Fakat o yataylık meselesindezaten Sakat Muhabbet’in kendisi yatay bir muhabbet. Karşılaşmalara bağlı olarak ayrı düşürülmüş parçaların bir araya gelerek aslında daha önce mevcut olmayan ilişkileri icat ettikleri her türlü karşılaşma sakat muhabbet zaten. Çünkü o norm ve normun alanından bir tür sapmayı gerektiriyor ve düşünme işte tam da burada başlıyor. Yani sakat muhabbet meselesi benim için gerçekten normun alanını terk ettiğiniz zaman başlar. Bu arada sakat kavramı bile yine 19. yüzyılda sağlamlık tanımlandıktan sonra ortaya çıkıyor. 19. yüzyıl ilginç bir yüzyıl çünkü bioiktidarın, Michel Foucault’un özellikle altını çizdiği bioiktidarın yüzyılı yani artık nüfus biçimlenmeye başlanıyor.

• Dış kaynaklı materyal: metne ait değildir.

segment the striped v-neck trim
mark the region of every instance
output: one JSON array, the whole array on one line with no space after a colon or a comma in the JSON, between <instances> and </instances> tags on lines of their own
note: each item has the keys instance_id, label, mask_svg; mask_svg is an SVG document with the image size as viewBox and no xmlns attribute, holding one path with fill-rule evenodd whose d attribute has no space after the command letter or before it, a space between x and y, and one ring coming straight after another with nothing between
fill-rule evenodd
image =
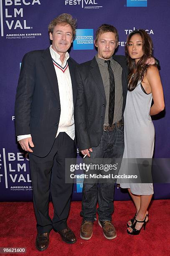
<instances>
[{"instance_id":1,"label":"striped v-neck trim","mask_svg":"<svg viewBox=\"0 0 170 256\"><path fill-rule=\"evenodd\" d=\"M53 64L54 66L61 69L61 71L62 71L63 73L64 73L64 72L66 71L66 69L68 67L68 64L67 61L66 61L66 65L65 65L65 66L63 67L61 65L58 64L58 63L57 63L57 62L56 62L53 58L52 58L52 59L53 60Z\"/></svg>"}]
</instances>

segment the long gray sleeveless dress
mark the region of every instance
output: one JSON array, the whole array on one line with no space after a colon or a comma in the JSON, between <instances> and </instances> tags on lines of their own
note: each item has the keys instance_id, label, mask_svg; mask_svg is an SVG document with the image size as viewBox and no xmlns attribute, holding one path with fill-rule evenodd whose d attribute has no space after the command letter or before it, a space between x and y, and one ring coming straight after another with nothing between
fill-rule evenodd
<instances>
[{"instance_id":1,"label":"long gray sleeveless dress","mask_svg":"<svg viewBox=\"0 0 170 256\"><path fill-rule=\"evenodd\" d=\"M123 159L152 157L155 129L150 115L152 99L152 93L146 93L140 80L133 91L127 92L124 114L124 150ZM125 169L124 165L124 168L122 165L119 174L128 172ZM135 195L153 194L152 183L134 183L128 181L127 183L121 183L121 179L119 182L121 187L130 188L132 193ZM119 181L117 183L119 183Z\"/></svg>"}]
</instances>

Biliyorsun daha önce anatomi politik bir iktidar söz konusuydu. Yani tek tek bedenler biçimlendiriliyordu
kapatma mekanlarında; okullar, aile, kışlalar... Fakat 19. yüzyılla birlikte popülasyonun kendisi biçimlendirilecek bir bedene dönüştü aslında. Toplumsal bedenden söz edebiliriz. Ve buradaki araç norm kavramı yani bir norm kavramını icat ederek ancak siz popülasyona belli bir biçim verebilirsiniz ki burada da yine norm ve popülasyon deyince istatistik de işin içine giriyor. 19. yüzyılda istatistik var ve siyasi matematik, aritmetik deniyor istatistiğe ve istatistik meselesi zaten popülasyonu belli bir norm kavramı etrafında biçimlendirmeye, sayısal bir biçim vermeye yönelik bir alete dönüşüyor. Dolayısıyla bir bedenin nelere muktedir olabileceğini ne yazık ki bir norm toplumunda, normalleştirme toplumunda bilemiyoruz. Çünkü bedenlerimiz hakikaten ele geçirilmiş, işgal edilmiş vaziyette. Yani bu bedenlerin ele geçirilmesi öyle bir şey ki, farklı türden davranma meselesini biz kendimiz aslında anormal olabilir miyiz diye korkuyoruz yani farklı olarak düşünme, farklı olarak davranmadan korkuyoruz.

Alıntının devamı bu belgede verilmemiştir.